RESPONSE 7: Because this article passed pre-study peer review at PCI Ecology based on our methods and planned sample size, which we met, the manuscript cannot be rejected for methodological or sample size reasons. Nevertheless, we acknowledge that lines 222-223 could be misleading. We added text:

ABSTRACT: “This could indicate that our test was inadequate to assess causal cognition. Because of this, we are unable to speculate about the potential role of causal cognition in a species that is rapidly expanding its geographic range. We suggest further exploration of this hypothesis using larger sample sizes and multiple test paradigms”

And the following text has been placed in the...
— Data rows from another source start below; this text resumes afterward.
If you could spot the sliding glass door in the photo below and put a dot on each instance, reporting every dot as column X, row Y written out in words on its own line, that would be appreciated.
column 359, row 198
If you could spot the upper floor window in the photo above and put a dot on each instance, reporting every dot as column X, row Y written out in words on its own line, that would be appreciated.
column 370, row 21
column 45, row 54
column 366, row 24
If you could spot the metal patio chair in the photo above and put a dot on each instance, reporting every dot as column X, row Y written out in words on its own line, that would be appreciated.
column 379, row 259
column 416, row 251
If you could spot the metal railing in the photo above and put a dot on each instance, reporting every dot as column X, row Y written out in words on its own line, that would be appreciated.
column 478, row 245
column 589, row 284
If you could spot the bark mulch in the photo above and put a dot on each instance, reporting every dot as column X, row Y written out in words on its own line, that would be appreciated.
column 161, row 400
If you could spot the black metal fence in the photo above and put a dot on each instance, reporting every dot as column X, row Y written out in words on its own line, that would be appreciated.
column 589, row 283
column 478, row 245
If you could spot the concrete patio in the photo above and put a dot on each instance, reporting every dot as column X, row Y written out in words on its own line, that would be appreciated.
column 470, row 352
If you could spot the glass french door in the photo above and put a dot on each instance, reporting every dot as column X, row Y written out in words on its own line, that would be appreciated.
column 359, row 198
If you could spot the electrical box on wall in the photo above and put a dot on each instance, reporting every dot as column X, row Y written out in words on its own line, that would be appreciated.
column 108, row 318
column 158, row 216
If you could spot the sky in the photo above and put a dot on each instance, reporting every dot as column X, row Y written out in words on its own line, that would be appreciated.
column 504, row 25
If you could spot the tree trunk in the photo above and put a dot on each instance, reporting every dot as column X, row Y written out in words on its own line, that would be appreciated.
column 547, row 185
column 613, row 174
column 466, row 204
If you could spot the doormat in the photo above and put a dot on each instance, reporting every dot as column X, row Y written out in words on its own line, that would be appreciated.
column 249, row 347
DISCUSSION after lines 222-223: “Such failures can occur not due to the true lack of the behavioral process in test subjects, but rather, to shortcomings in the approach itself. The caveats raised above preclude us from determining the actual absence of causal cognition in the great-tailed grackles we tested.”
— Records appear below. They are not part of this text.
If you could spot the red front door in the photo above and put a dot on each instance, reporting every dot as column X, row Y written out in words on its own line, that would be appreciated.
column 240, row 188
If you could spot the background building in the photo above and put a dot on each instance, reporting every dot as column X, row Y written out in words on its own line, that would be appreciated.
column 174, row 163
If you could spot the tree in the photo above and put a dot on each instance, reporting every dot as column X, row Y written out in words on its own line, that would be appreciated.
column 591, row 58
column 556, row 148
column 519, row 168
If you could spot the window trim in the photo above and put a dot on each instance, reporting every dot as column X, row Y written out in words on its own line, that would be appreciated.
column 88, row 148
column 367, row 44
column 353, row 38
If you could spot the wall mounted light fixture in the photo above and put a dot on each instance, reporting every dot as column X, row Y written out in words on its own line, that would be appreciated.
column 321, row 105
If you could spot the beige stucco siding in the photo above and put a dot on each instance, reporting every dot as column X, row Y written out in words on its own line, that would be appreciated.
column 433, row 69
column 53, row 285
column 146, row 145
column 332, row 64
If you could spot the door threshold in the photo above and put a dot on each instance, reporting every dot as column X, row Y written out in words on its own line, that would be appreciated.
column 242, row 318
Although there were changes to the protocol as we conducted the tests, these were purely related to increasing the motivation of the grackles to participate. The changes did not affect the planned experimental design of the tests.

We have now quantified each bird’s attentiveness during the tests using the number of sessions it took to complete their training sessions and their Observe and Intervene tests (data from the original data sheet, summarized in the Discussion in the new Table 5). Ideally, each test is conducted in one session, however due to the lack of motivation of many of the grackles to participate, multiple sessions were conducted to complete all trials in each training or test program. We added this to the...
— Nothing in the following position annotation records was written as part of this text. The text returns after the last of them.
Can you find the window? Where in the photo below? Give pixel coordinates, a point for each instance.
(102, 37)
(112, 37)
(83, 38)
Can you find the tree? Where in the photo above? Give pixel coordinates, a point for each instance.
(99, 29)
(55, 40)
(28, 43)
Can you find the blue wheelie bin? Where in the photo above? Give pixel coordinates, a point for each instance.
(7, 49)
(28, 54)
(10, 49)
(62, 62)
DISCUSSION: “Half of the grackles completed the intervene test in one session, indicating that they were attentive to the screen, while the other half needed two to fifteen sessions, indicating they were less interested in attending to the screen. Whereas, six grackles completed the observe test in one session, while the other three required two to three sessions (Table 5). A similar level of attentiveness occurred in the training sessions: about half of the training programs were completed in one session, while the other half required two to eight sessions (Table 5)”

COMMENT 8: I also find hazardous that authors discuss and even mention range expansion (“could indicate that it (causal cognition) is not implicated as a key factor involved in a rapid geographic range expansion”, lines 231-232). None of the analysis relates to range expanding processes (e.g. birds sampled in populations of varying ages) and authors are not sure they properly measured causal cognition and can rely on their conclusions. I am sorry my comments may sound harsh. I advise to ensure the protocol is a valid and functional protocol for the studied species and increase the sample size. Other comments:

RESPONSE 8: Good point that we need to tone down our speculation about the potential role of causal cognition in a range expansion. We changed the text as follows:

DISCUSSION: Given that there is ambiguity around whether the grackles do not use causal cognition or whether the test did not work, we will refrain from speculating about whether it is involved in a rapid geographic range expansion with regards to the lack of a correlation with behavioral flexibility.

COMMENT 9: 1) Methods are sometimes mixed with the introduction and the results (e.g. lines 57-59, 134-145)

RESPONSE 9: We removed the methods sentences from the introduction and results sections as suggested.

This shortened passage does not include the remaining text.